How long has that olive oil been sitting in your pantry—and is it still good? Here's everything you should know.

Written by
Riley Baker
You know the olive oil that's always hanging out in the background of your kitchen? It's an unsung hero, infusing flavor into
your trusty recipes
. But hold onto your spatulas because here's the plot twist: That olive oil, though seemingly eternal, doesn't have an indefinite shelf life.
To avoid an unintentional farewell to your favorite kitchen companion, keep reading for some savvy tips and tricks to keep it fresh for as long as possible.

Does Olive Oil Go Bad?

After it's bottled, olive oil typically has an 18- to 24-month shelf life. Once it's opened, it should be used within three to four months. But it doesn't go bad in the
moldy cheese
or curdled milk way.
Think of olive oil like a fine wine; it ages, but not always gracefully. The villains? Light, heat, and air. Oxidation, the culprit behind the scenes, can turn your olive oil from liquid gold to a kitchen catastrophe. Fresh olive oil should have the vibrancy of a summer garden—green, fragrant, and with a kick. If it starts smelling like a damp basement or loses its zing, it's time to toss it out.
Luckily, you don't have to let it get to that point. If you use the tips below, you can keep your olive oil fresh for longer.

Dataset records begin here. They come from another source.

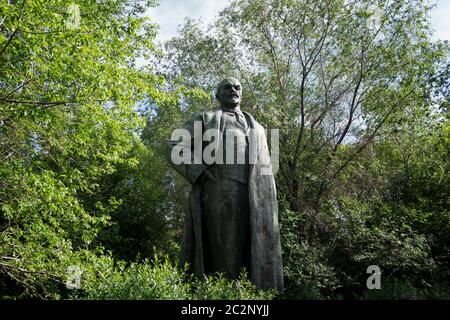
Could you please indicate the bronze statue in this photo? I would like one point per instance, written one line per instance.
(232, 221)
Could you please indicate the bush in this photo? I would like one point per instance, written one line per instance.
(160, 279)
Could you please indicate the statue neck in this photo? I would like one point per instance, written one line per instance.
(231, 108)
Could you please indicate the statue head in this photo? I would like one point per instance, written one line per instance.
(229, 93)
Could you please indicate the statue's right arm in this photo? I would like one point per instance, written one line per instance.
(189, 170)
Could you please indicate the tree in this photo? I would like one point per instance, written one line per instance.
(337, 78)
(68, 90)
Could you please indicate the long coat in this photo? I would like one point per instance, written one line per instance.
(265, 262)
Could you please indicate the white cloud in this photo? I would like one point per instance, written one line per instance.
(171, 13)
(440, 20)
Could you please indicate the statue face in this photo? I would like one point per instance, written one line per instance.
(230, 92)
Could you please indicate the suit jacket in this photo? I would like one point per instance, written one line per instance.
(266, 262)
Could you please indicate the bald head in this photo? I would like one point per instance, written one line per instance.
(229, 93)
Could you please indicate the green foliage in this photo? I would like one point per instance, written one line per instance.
(162, 280)
(359, 93)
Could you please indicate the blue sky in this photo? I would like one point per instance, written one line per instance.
(171, 13)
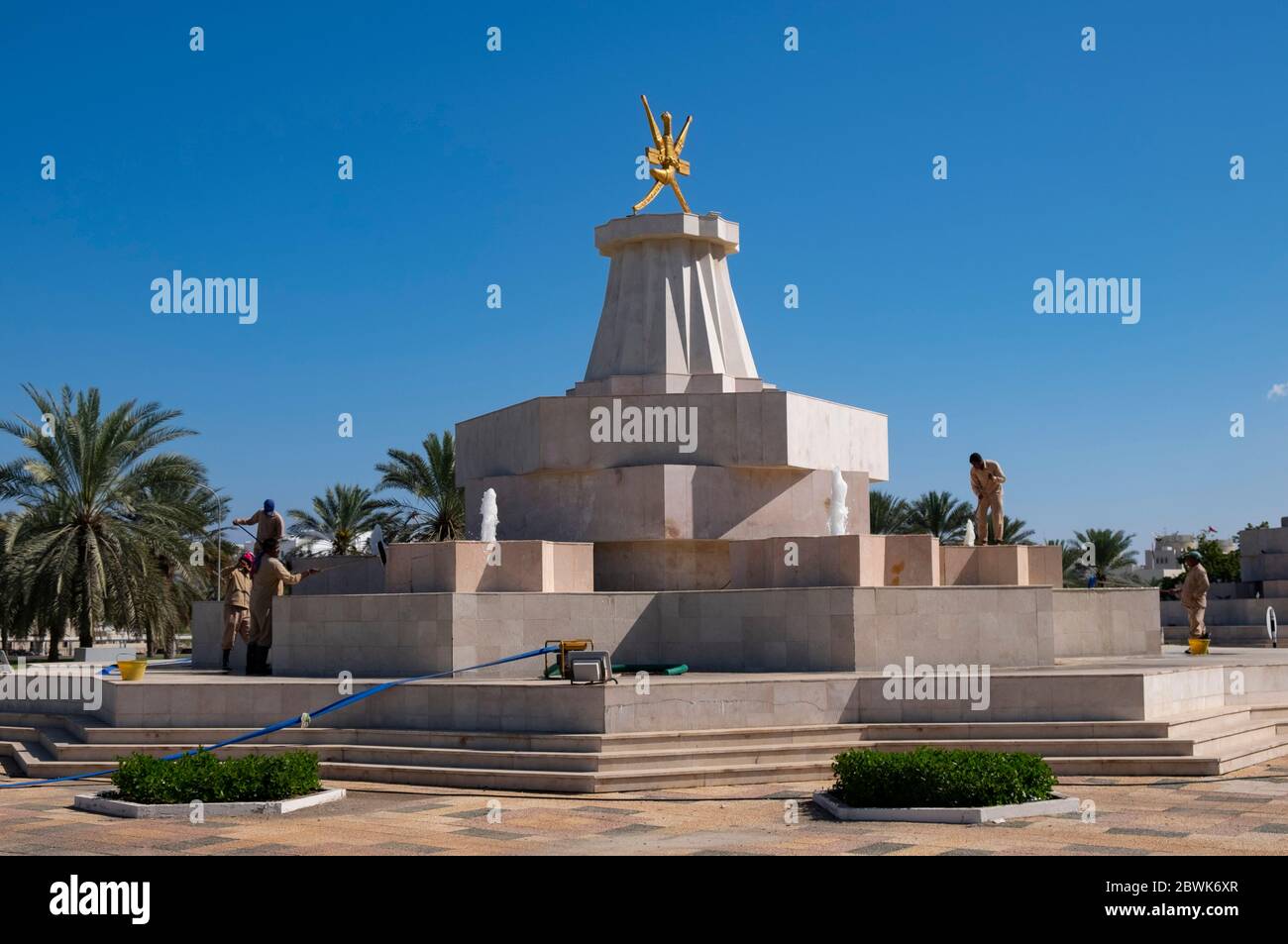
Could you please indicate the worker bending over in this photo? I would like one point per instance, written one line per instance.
(986, 481)
(266, 586)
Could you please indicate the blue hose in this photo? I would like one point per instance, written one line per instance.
(291, 721)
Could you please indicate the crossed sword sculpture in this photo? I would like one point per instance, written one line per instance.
(666, 153)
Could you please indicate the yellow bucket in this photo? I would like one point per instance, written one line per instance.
(132, 670)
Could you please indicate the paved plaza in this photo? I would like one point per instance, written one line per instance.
(1237, 814)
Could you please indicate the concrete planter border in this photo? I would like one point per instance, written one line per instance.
(97, 802)
(943, 814)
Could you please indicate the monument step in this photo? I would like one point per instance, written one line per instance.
(1240, 635)
(1201, 743)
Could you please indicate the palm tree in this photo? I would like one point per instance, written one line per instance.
(1113, 553)
(939, 514)
(95, 511)
(437, 510)
(887, 514)
(339, 518)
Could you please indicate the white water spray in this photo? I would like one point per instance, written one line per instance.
(489, 519)
(838, 515)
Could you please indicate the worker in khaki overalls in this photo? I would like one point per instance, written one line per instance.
(237, 603)
(1194, 592)
(266, 584)
(986, 481)
(268, 526)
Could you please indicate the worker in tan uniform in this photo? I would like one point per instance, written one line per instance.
(268, 524)
(986, 481)
(266, 586)
(237, 603)
(1194, 592)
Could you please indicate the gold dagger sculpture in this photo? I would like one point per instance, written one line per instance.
(665, 151)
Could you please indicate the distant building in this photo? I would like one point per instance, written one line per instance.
(1164, 558)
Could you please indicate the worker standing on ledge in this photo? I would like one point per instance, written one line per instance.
(1194, 592)
(268, 582)
(986, 481)
(268, 524)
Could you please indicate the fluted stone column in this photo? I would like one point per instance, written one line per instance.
(670, 321)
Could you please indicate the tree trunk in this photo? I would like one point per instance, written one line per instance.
(55, 639)
(85, 622)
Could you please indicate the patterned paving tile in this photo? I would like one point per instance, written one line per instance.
(1141, 831)
(881, 848)
(1244, 814)
(1104, 850)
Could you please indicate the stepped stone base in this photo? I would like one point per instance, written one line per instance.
(664, 501)
(434, 567)
(1144, 716)
(790, 629)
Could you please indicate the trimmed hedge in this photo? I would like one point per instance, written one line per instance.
(931, 777)
(146, 780)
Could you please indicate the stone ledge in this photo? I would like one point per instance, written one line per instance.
(965, 815)
(97, 802)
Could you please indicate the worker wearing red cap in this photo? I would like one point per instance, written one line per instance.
(237, 582)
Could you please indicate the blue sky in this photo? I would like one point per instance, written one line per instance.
(476, 167)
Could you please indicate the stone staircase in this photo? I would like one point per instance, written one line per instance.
(1212, 742)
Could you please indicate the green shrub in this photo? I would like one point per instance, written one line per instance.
(145, 780)
(930, 777)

How to Keep Olive Oil Fresh for Longer

Imagine your olive oil as the VIP guest of your kitchen; you want to treat it right to ensure it stays in tip-top shape. Here's the scoop on keeping it fresh.

1. Use the Right Storage Techniques

Your olive oil likes it cool. Store it in a dark, cool place away from heat and sunlight. A kitchen cupboard or pantry is like a cozy olive oil hideout.

2. Seal the Deal

Don't let your oil mingle too much with the air. Seal that bottle tight after every use.

3. Ensure It Has the Right Packaging

The right outfit matters. Choose olive oil packaged in dark glass or a tin. It's like giving it sunglasses and a snazzy hat to ward off the spotlight.

4. Keep an Eye on It

Know when your oil first joined the party, and keep an eye on its age. Regularly give it the sensory check—a whiff or a sip—to make sure it's still bringing its A-game.